The play’s heroine, the luminous Grace, speaks in enigmatic child-like formulas that swerve into poetry or glossolalia. With Trucco’s agile screen staging she floats, a slightly over exposed apparition who nevertheless manages to carry a physical and emotional weight.

Even more remarkable are the actors who, despite their physical distancing, manage to create palpable intimacy and tension on the screen. A final torture scene between an ominous Margie and a young rebel effectively recalls DustinHoffman’s legendary scene with Lawrence Olivier in The Marathon Man. 

 

As an experimental video staging, Erased also offers viewers the opportunity to directly witness the work of esteemed La Mama actors and artists rarely witnessed outside of their live performances in New York’s Lower East Side.
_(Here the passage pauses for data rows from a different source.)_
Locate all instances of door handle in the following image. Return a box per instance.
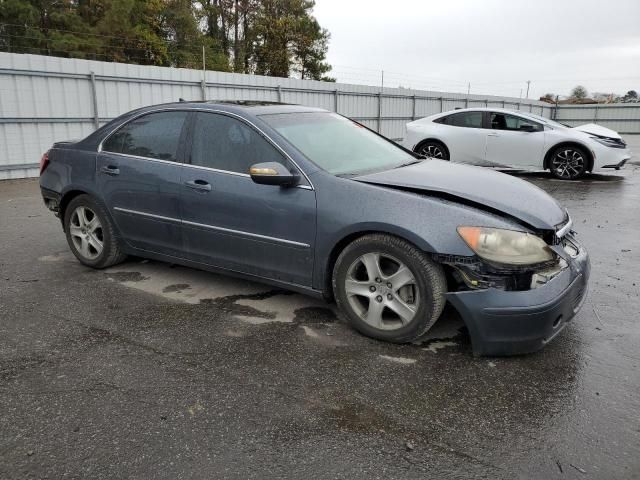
[184,179,211,192]
[100,165,120,176]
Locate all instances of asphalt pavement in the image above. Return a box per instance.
[0,163,640,479]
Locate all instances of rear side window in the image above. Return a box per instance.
[439,112,482,128]
[191,112,286,174]
[491,112,544,132]
[102,112,187,162]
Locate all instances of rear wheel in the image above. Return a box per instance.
[415,140,449,160]
[64,195,126,268]
[333,234,446,343]
[549,146,588,180]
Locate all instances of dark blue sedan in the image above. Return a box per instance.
[40,102,589,355]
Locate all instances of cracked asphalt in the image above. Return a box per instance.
[0,165,640,479]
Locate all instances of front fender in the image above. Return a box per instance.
[313,175,522,290]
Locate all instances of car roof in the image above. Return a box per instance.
[432,107,532,118]
[134,100,328,116]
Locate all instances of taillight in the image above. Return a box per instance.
[40,150,49,175]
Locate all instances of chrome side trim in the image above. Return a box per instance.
[113,207,182,223]
[182,163,251,178]
[99,152,184,167]
[182,220,311,248]
[113,207,311,248]
[98,107,315,190]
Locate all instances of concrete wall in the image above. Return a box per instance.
[0,53,553,179]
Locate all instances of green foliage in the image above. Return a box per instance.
[0,0,334,81]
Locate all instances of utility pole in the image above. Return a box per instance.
[202,45,206,80]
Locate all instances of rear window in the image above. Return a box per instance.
[436,112,482,128]
[102,112,187,162]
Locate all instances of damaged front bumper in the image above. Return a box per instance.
[447,236,590,355]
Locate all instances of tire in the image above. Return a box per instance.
[414,140,449,160]
[549,145,589,180]
[64,195,126,268]
[332,234,446,343]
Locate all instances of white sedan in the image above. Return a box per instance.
[402,108,631,180]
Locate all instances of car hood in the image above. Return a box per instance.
[573,123,622,140]
[353,160,567,230]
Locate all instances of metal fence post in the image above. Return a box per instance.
[89,72,100,130]
[378,92,382,133]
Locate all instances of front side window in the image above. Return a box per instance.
[260,112,416,175]
[191,112,285,174]
[491,112,543,131]
[443,112,482,128]
[102,112,187,162]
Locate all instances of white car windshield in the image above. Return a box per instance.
[260,112,418,175]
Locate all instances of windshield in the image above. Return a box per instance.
[260,112,417,175]
[518,112,567,127]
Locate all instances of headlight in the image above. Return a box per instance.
[458,226,554,265]
[589,136,627,148]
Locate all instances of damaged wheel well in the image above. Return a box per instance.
[322,230,440,301]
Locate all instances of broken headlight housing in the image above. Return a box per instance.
[458,226,555,266]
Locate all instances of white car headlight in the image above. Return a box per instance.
[458,226,554,265]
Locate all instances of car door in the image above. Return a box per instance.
[487,112,545,169]
[181,111,316,285]
[97,111,188,256]
[437,111,487,165]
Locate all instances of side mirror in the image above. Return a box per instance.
[249,162,298,187]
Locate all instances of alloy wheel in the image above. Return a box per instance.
[418,143,445,160]
[551,148,585,179]
[345,252,420,330]
[69,206,104,260]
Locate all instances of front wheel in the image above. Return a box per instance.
[332,234,446,343]
[64,195,126,268]
[549,146,588,180]
[415,140,449,160]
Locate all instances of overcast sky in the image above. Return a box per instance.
[314,0,640,98]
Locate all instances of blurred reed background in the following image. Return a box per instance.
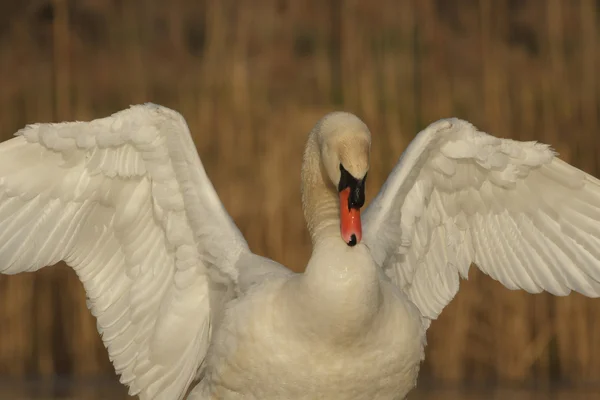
[0,0,600,396]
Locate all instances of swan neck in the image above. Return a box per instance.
[301,131,340,245]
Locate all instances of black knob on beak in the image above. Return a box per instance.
[338,164,367,209]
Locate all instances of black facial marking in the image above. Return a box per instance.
[338,164,367,209]
[348,233,356,247]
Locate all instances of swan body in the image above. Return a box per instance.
[0,104,600,400]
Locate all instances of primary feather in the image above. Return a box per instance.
[364,119,600,319]
[0,104,247,399]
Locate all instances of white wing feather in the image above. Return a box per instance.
[364,119,600,319]
[0,104,247,399]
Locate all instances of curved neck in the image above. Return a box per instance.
[301,131,340,246]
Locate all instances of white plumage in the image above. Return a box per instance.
[0,104,600,400]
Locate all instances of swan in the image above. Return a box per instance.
[0,104,600,400]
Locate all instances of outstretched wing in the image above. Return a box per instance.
[364,119,600,319]
[0,104,247,399]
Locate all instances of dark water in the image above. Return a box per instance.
[0,380,600,400]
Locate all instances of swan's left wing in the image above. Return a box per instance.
[363,119,600,319]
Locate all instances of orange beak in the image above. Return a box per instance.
[340,187,362,246]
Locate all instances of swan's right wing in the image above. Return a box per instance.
[0,105,249,400]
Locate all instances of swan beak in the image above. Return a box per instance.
[338,164,367,246]
[340,187,362,246]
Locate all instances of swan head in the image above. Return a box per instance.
[317,112,371,246]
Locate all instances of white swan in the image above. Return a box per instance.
[0,105,600,400]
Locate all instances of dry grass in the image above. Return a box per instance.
[0,0,600,384]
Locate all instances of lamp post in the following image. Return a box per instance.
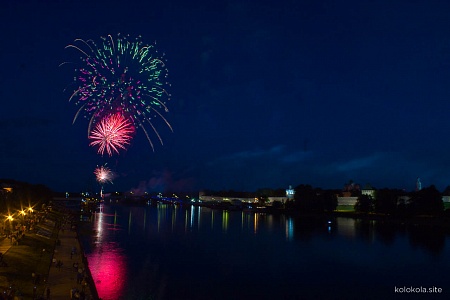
[5,215,14,232]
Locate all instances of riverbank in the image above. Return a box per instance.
[0,211,98,300]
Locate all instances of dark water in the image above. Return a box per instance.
[84,205,450,300]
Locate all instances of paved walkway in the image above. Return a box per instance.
[45,224,94,300]
[0,238,12,254]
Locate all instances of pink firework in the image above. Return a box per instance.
[89,113,134,156]
[94,166,113,184]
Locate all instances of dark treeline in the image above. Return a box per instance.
[0,179,53,213]
[205,184,450,216]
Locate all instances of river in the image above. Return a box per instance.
[82,204,450,300]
Valois Marie Mickens, a La Mama stalwart for over forty years, turns in a tremendous performance as Margie, while veteran New York downtown composer John King provides a sound score of metallic scrapes, groans and rattles that ratchet the tension even higher.

 

Despite its claustrophobic tone, Erased is also a play that speaks in gentle half-whispers, in myths, metaphors andparadoxes. This is part of what makes it so effective. Its balance of anxiety and inscrutability conveys the weight of tremendous stress borne under bewildering circumstances. Nevertheless, it is also shot through with bright moments of epiphany and tenderness. It is a convex mirror for our time.”